Oregon, especially Portland, already are home to a disproportionately large population of unhoused and unsheltered people. Sweeps of homeless encampments, the city’s typical way of dealing with its horrific housing crisis, are temporarily halted amidst the crisis. However, as businesses begin to reopen under Governor Brown’s orders, sweeps are likely to begin anew and with increased fervor. A 2019 report shows that while Oregon’s population represents only 1.3 percent of the total United States population, its homeless population represents 2.6 percent of the total homeless population. The factors pointed to in this report are the deadly convergence of an inadequate housing supply and rising rents, which leave tens of thousands at risk of eviction and homelessness. Now a third factor has entered into the equation: a deadly pandemic and financial crisis, which is exacerbates the suffering even further, threatening to plunge already struggling people into further danger. 
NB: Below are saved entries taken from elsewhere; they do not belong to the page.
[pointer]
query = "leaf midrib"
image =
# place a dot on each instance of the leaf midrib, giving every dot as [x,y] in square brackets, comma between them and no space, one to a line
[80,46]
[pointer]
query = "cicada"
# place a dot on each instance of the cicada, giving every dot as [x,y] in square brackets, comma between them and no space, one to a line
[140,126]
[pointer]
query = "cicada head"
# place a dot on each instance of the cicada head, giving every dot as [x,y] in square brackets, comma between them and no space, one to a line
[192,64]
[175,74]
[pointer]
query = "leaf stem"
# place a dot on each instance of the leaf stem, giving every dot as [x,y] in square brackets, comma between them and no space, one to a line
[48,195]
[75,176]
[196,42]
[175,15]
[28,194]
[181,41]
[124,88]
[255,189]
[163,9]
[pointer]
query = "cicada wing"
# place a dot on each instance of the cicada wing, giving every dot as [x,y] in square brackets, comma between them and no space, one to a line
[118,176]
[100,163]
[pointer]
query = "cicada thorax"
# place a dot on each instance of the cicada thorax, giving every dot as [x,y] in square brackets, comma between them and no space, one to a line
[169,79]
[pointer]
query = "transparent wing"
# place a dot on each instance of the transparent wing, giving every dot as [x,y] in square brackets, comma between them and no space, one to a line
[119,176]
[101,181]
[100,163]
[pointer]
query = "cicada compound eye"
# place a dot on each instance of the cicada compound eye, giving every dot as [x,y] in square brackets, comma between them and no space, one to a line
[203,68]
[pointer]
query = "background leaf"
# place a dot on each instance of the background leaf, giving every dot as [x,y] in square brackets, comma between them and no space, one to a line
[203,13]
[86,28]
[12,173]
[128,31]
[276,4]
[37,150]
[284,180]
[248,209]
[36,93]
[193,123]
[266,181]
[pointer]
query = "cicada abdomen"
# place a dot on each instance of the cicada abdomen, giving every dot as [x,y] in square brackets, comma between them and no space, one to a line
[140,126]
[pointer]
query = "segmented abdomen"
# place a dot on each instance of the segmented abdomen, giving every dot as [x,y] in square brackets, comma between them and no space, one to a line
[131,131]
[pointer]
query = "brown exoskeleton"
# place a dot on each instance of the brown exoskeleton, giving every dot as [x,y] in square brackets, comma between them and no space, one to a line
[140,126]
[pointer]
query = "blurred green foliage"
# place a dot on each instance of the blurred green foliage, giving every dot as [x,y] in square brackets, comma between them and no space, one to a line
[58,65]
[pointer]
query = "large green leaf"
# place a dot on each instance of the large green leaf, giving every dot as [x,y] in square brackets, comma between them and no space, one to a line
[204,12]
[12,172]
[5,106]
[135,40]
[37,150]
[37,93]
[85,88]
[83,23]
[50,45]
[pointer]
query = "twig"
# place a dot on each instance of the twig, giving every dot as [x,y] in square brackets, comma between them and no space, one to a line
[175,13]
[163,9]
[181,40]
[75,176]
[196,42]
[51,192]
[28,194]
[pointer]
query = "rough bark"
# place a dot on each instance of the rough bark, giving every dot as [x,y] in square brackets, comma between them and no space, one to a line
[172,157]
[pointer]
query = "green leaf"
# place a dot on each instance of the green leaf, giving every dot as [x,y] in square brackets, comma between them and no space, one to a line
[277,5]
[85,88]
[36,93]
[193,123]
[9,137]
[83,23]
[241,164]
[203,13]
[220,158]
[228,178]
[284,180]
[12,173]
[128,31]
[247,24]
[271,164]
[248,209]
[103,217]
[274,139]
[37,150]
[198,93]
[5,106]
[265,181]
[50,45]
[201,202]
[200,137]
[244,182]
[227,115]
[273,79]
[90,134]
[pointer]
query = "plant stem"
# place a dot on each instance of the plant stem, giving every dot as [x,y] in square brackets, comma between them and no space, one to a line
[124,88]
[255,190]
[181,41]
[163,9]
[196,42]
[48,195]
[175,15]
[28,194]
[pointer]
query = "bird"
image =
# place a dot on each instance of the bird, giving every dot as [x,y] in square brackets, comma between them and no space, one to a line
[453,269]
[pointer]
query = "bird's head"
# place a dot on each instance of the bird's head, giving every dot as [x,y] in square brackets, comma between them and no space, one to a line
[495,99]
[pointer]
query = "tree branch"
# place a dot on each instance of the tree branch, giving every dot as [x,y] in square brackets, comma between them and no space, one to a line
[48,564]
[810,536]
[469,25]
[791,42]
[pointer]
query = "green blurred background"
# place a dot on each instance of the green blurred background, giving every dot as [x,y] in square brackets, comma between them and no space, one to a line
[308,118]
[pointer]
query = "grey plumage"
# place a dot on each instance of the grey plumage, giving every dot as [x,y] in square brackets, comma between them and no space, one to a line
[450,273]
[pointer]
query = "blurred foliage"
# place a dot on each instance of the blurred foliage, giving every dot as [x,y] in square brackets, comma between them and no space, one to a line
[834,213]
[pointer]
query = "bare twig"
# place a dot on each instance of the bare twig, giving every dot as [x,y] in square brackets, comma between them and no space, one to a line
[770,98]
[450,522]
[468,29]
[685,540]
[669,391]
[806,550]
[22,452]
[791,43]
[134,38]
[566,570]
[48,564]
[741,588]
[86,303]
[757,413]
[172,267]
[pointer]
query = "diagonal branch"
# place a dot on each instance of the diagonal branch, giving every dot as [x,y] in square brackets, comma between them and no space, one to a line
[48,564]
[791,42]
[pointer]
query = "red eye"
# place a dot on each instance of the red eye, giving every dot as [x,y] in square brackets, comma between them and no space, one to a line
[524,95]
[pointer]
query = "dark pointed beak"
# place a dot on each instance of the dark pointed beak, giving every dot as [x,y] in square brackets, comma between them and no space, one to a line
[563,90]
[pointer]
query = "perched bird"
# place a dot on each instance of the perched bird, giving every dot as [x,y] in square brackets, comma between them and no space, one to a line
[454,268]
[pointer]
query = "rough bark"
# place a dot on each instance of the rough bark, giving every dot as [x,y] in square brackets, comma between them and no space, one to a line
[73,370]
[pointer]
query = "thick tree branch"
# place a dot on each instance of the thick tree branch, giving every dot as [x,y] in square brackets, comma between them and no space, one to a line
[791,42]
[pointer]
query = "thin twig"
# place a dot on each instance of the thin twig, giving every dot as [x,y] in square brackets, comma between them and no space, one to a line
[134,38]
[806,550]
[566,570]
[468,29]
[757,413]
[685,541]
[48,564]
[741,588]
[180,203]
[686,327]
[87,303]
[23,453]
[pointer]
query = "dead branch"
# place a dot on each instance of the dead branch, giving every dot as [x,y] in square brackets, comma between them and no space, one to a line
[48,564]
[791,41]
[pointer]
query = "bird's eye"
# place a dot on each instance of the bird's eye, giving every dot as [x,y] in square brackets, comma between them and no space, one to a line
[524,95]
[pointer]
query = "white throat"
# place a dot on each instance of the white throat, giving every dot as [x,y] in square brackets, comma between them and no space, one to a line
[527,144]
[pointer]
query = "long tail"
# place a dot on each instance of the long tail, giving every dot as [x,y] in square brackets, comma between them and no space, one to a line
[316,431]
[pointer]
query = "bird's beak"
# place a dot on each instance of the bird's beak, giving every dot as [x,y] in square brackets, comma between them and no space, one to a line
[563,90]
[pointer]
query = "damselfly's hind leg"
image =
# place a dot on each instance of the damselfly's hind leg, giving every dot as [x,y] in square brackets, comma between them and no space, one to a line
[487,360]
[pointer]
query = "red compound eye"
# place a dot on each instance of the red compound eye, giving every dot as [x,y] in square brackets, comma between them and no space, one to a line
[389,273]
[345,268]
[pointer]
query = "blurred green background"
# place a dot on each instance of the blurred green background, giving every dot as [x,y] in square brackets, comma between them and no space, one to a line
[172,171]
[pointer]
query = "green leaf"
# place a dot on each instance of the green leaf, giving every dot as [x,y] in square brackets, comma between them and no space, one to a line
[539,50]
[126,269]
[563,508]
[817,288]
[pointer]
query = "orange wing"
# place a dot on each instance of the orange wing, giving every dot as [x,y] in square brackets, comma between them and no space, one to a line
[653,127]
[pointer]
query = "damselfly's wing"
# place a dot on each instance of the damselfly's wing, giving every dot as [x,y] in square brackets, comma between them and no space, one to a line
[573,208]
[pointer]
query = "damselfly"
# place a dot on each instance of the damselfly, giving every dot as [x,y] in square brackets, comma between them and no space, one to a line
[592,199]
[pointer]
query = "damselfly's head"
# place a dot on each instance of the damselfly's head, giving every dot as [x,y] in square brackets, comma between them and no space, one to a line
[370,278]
As the pressure doubles down on tenants with the ending of state and federal benefits with only vague and unlikely promises of new relief, Portlanders are presented with the dual problem of facing evictions during a pandemic and an ineffective local and national government that has been all too happy to teargas the nightly anti-racism protests. They are unsafe both in the homes they risk to lose to predatory landlords, as well as in the street where they daily confront the violent arm of the state. These problems are not unrelated, in fact they rely intimately upon one another. The police exists to protect the private property of the elite, including prized real estate and gated neighborhoods, which corporate landlords and banks work hard to keep “undesired” populations out of. 

What is happening in Portland is of course not an isolated phenomenon, and people around the country are standing up to proclaim their discontent. Activists have already staged actions around the country in 40 cities including Portland to “Cancel the Rents and End Racist Policing.” As the U.S. dives headfirst into another financial crisis caused by the instability of capitalism and its ever-mounting crises and contradictions, we must stand up together, united by our shared struggle.